Ferrari’s SF-26 is widely regarded as one of the best cars on the grid through medium and low-speed sections. The car’s power unit has shown a relative weakness at high engine speeds, but that matters far less in Monte Carlo than it does anywhere else on the calendar.
Ferrari team principal Fred Vasseur has a second upgrade package planned for the Spanish Grand Prix the following week, so significant new parts are unlikely to appear this weekend. The SF-26 may not need them.
Charles Leclerc, who races in Monaco as his home grand prix, will look forward to a second victory in the streets of the principality. He will not need reminding of what this weekend represents.
McLaren, which runs the shortest wheelbase on the grid, will also carry legitimate ambitions. Their car’s compact dimensions tend to suit the tighter sections of the circuit.

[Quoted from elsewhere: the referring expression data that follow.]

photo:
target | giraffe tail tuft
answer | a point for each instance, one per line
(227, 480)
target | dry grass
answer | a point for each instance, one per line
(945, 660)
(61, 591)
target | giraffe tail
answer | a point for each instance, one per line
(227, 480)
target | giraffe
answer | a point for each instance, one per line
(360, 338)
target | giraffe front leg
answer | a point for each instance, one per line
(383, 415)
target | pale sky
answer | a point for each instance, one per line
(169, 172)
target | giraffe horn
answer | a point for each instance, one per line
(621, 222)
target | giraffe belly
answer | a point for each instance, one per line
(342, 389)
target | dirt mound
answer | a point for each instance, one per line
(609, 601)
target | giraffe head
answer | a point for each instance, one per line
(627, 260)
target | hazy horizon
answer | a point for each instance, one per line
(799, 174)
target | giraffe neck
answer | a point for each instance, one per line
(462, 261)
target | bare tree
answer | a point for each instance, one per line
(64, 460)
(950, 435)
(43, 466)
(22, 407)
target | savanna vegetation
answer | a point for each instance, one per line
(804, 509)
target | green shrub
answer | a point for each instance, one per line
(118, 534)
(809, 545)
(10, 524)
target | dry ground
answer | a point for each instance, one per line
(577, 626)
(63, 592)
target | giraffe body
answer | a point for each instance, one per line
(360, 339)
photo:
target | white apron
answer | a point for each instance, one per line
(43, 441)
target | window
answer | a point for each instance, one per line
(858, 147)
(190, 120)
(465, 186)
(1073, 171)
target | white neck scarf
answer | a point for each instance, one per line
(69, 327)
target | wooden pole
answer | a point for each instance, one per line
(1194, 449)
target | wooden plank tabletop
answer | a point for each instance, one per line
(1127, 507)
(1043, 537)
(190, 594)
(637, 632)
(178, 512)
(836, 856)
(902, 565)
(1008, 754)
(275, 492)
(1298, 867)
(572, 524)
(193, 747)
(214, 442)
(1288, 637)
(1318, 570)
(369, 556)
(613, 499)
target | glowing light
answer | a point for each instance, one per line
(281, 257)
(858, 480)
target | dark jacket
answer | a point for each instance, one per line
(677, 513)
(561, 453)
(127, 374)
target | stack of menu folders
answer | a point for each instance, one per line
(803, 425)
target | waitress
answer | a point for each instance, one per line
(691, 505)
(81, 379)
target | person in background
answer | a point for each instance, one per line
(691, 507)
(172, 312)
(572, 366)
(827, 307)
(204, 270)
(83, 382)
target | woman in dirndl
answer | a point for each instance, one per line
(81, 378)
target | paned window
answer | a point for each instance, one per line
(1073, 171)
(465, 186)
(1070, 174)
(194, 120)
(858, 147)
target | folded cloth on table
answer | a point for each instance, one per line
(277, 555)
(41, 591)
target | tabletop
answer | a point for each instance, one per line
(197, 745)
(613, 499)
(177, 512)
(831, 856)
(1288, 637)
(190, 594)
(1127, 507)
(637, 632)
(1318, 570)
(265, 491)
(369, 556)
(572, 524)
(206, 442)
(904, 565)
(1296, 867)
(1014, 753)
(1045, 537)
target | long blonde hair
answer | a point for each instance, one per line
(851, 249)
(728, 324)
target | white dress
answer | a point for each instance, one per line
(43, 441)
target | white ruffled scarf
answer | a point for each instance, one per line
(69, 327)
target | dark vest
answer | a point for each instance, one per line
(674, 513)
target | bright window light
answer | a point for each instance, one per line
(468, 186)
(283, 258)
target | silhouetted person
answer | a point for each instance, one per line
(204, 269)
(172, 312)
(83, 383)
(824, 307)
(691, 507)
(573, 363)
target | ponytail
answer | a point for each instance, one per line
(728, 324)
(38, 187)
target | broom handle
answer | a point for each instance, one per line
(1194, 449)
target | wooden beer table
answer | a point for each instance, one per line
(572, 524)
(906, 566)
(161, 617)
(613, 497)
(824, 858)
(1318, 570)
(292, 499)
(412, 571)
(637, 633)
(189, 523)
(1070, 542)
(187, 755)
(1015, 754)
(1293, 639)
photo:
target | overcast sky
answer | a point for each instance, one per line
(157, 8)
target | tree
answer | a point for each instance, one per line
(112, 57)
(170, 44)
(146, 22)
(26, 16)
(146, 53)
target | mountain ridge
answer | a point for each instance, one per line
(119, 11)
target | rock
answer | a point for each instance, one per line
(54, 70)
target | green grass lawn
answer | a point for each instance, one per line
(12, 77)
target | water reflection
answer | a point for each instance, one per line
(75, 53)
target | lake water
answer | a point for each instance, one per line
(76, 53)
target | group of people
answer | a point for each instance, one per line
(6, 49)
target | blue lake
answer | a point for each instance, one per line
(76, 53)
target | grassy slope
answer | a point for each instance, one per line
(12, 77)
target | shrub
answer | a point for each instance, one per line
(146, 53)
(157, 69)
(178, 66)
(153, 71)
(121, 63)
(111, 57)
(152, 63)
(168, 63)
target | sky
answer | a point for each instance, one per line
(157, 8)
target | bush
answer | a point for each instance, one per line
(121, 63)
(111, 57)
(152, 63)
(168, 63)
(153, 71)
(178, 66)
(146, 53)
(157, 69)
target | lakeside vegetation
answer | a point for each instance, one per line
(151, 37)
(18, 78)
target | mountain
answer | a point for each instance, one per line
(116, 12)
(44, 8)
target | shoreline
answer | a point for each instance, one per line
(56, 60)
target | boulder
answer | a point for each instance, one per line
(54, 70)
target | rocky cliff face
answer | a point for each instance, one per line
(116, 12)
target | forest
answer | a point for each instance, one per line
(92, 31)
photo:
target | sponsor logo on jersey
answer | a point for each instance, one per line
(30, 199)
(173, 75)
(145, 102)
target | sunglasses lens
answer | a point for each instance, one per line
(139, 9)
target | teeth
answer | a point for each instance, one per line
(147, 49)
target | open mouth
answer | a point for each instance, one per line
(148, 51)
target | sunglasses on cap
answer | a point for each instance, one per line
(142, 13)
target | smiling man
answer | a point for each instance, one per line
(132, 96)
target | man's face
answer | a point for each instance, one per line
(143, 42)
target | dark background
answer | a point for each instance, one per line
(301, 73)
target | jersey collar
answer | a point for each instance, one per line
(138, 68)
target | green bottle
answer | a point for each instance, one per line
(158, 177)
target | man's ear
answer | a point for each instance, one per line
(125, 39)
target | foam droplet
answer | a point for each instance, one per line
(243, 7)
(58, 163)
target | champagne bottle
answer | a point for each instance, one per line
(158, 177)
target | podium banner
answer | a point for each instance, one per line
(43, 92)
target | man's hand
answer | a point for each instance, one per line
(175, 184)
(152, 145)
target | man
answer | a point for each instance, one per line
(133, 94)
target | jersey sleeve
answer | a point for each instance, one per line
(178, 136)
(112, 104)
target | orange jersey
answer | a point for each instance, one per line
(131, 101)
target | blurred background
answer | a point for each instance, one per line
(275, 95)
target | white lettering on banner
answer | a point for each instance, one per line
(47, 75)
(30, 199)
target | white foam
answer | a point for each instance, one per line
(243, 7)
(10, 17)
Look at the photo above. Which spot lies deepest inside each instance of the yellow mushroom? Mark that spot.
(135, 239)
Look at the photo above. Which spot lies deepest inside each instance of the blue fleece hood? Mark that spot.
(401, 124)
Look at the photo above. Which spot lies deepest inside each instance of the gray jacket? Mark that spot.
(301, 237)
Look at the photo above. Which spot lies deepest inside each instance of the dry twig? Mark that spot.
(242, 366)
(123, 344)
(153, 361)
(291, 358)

Teams could also look at bringing aerodynamic configurations built specifically for Monaco’s demands, though the budget cap makes any single-race development solution a difficult financial calculation.
What the Monaco GP promises to offer, in a season that has so far looked settled, is genuine uncertainty. Without straight mode, raw engine power matters less than it has at any other round. The team that wins will not necessarily be the one with the strongest package on a conventional circuit.